Cracking Platform Bias
The current digital economy is built on a framework where recommendations are often a byproduct of a platform’s internal inventory. Food delivery apps prioritize restaurants within their commercial reach, and streaming services push content that keeps users tethered to their specific libraries. Banza’s thesis is built on the premise that these recommendations serve the platform’s bottom line rather than the user’s best interest.
By creating a system that sits above these individual services, the startup aims to provide a unified intelligence layer. The goal is to eliminate the fragmented nature of modern apps, where every service only sees a small slice of a person’s digital life.
Ownership and Intent
At the heart of Banza’s pitch is the concept of data sovereignty and long-term utility. The "Twin" is designed to assist in mundane yet high-frequency decisions—what to eat, what to watch, where to go, and what to buy—by learning patterns that eventually lead to proactive suggestions.

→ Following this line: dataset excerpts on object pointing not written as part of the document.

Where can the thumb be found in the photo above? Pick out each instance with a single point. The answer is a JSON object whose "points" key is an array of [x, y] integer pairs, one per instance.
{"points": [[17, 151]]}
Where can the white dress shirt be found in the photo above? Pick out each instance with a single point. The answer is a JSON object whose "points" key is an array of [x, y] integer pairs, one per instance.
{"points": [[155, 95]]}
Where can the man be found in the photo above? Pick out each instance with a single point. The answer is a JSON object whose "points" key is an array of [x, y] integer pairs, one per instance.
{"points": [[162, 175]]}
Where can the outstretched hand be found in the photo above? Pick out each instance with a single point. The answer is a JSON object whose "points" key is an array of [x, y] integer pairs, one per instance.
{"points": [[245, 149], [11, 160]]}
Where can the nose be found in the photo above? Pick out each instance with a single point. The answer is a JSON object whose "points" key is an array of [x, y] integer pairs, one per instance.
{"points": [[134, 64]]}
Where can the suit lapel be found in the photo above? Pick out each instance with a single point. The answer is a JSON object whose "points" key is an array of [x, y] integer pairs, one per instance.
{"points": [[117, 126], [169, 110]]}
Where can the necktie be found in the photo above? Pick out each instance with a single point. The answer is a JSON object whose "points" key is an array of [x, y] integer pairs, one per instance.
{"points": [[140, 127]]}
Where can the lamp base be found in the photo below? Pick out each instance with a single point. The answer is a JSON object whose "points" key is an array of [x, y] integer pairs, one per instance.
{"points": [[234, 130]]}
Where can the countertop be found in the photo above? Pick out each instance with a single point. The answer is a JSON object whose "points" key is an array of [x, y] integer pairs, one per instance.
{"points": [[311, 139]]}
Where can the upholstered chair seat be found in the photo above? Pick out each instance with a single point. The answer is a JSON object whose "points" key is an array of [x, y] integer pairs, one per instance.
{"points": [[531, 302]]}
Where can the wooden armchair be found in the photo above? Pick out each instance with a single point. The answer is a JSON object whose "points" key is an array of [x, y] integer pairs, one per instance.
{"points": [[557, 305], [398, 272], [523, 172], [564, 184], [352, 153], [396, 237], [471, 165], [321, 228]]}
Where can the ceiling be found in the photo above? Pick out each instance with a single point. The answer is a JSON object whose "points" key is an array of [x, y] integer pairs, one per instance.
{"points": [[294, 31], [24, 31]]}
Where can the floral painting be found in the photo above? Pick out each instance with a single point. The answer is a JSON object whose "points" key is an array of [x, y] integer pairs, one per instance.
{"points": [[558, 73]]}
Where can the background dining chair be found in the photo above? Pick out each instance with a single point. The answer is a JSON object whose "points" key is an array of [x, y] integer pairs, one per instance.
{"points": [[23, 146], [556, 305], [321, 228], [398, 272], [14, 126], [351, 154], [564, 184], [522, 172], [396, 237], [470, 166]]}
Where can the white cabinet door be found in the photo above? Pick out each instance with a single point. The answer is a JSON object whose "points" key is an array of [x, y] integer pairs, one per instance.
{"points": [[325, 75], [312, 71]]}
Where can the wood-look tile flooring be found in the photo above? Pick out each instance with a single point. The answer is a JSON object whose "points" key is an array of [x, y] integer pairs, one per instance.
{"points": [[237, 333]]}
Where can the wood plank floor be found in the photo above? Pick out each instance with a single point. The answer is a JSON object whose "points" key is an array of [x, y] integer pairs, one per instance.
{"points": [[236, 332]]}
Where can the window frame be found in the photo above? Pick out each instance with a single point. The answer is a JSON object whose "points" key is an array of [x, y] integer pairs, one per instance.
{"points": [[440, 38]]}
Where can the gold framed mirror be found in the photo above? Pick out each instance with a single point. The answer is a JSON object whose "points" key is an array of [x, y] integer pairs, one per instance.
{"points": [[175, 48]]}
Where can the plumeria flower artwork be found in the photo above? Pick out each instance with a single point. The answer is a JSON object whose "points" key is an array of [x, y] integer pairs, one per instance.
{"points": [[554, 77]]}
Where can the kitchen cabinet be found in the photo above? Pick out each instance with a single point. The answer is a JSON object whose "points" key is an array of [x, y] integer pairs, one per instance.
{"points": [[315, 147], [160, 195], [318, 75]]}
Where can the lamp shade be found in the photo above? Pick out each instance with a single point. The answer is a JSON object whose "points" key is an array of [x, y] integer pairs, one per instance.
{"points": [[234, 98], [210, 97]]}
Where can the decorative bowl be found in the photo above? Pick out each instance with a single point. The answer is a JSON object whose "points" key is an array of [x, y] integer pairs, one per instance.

"Most recommendations today are shaped by what works for the platform, not what truly works for the person," said Aditya Vijaykumar, CTO at Banza. "Each service sees only a fragment of who you are, which makes the experience biased, siloed, and incomplete. We believe people should be able to build and own an AI Twin that understands them more deeply over time and works in their favor across everyday decisions."
Funding Plans
With a reported user base of over 2 lakh, Banza plans to deploy the fresh capital to harden its technical foundation and accelerate product development. A significant portion of the funds will be directed toward improving the user experience and expanding the engineering team to handle the complexities of cross-platform integration.
The startup is betting on a steep climb in the adoption of "sovereign AI," a category where the user, not the provider, owns the underlying intelligence. While large language models have shown their strength in answering queries, Banza is betting that the real value lies in "contextual depth"—an AI that knows your health goals, your budget, and your taste better than a third-party marketplace does.
What Next?
As Banza scales, the challenge will lie in how seamlessly it can interface with existing ecosystems without being blocked by the very "walled gardens" it seeks to bypass. However, the backing from Campus Fund and Avalanche suggests a growing investor appetite for startups that are trying to return the power of choice to the consumer.
The long-term play for Banza is to move beyond a simple recommendation engine and become a proactive personal assistant. If successful, it could signal a shift in the digital hierarchy, where the "AI Twin" acts as a gatekeeper for brands trying to reach the consumer, ensuring that only the most relevant options make the cut. For now, team is focused on proving that their personal AI can indeed work in the user's favor.